The Los Angeles skyline has a problem: no matter how many times the camera lovingly caresses and pans across the skyscrapers of downtown LA - which it does often in the movie Obsessed - the image is never iconic. There's no Empire State Building or Eiffel Tower to give the orange smog a beautiful beacon; instead all we see is the mishaps of modernism and brutalism, played out against an empty sky. It's not that Los Angeles doesn't have its own beaming signifiers: think of the whitewashed "Hollywood" block letters on a hill off the freeway, or the Capitol Records building at Hollywood and Vine. Those landmarks are loaded with the noir chill and thrill that is the flip side of the fun-in-the-sun we usually associate with SoCal. These are the symbols of LaLa Land after dark that have given us the great detective novels of James M Cain and James Ellroy, which in turn have given us those eerie, creepy movies like Double Indemnity and LA Confidential, films meant to remind us that blondes have more fun, particularly if they happen to be murderous tramps.


It's hard to say if the director of Obsessed was hoping his movie would join that great tradition or if he simply meant to make pleasing popcorn crap - or if he wasn't even that ambitious. Unlike, say, the modern archetypal version of the vamp-from-hell cautionary tale - 1987's Fatal Attraction, starring Glenn Close and the long-suffering Michael Douglas - Obsessed doesn't even bother to try to make us like the would-be homewrecker before we slowly but surely come to hate her: Ali Larter is too skinny as a person and too skimpy as a character from the get-go, not the girl you'd ever want to root for.

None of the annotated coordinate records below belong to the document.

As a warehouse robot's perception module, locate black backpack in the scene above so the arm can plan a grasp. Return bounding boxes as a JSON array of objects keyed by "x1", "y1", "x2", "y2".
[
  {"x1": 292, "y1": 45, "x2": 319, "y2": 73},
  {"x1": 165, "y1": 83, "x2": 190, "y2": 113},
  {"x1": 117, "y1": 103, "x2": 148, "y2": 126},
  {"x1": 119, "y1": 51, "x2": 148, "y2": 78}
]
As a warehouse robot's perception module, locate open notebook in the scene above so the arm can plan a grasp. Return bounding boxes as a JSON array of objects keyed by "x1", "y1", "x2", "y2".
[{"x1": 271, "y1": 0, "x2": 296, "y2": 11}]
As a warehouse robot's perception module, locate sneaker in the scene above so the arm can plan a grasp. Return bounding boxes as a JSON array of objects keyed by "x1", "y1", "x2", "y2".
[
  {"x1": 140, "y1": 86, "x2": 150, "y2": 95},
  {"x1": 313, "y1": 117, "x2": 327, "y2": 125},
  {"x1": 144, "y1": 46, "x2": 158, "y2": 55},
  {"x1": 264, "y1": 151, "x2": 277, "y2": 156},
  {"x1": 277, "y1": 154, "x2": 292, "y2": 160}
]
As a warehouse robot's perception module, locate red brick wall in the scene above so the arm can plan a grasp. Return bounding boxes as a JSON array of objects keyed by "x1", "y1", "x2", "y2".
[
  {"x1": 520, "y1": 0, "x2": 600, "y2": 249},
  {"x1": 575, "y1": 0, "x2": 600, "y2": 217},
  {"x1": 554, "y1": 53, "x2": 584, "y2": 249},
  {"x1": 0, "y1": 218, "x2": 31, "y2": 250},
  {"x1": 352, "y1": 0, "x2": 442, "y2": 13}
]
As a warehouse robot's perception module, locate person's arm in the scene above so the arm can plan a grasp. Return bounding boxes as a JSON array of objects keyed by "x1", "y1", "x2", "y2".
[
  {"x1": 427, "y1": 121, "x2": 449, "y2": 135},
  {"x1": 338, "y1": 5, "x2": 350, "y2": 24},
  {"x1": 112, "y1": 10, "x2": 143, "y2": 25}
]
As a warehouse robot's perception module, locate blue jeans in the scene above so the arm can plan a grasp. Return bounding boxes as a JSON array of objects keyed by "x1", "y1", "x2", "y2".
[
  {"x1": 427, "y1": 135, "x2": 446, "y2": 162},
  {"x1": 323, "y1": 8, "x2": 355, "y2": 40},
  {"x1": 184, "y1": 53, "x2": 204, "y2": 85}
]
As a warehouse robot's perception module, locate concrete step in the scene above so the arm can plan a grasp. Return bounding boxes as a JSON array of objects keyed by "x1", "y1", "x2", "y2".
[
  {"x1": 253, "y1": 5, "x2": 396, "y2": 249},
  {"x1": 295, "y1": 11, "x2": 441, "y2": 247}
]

Which is why it's surprising that, as the story of a crazy chick set loose to stalk a happy family in some lovely part of LA like Brentwood, where the nice people live, Obsessed is, at least, not boring. And the downtown LA setting is kind of perfect for a bad mix-up between a milky blonde and a handsome black man - the most memorable thing to happen in that part of town was, of course, that latter-day Othello known as the OJ Simpson trial. The most interesting thing about Obsessed is it's supposed to be oh-so demographically correct - the main characters just happen to be African-American, but in post-racial America none of us sees colour - and the blonde chick chasing down black dick is not supposed to remind us at all of Mandingo. No, this whole movie is meant to be in the psychobabe tradition that we all know so well by now: the aforementioned Fatal Attraction, Single White Female, The Hand That Rocks the Cradle, The Temp, Disclosure, almost any Sharon Stone vehicle from the 90s.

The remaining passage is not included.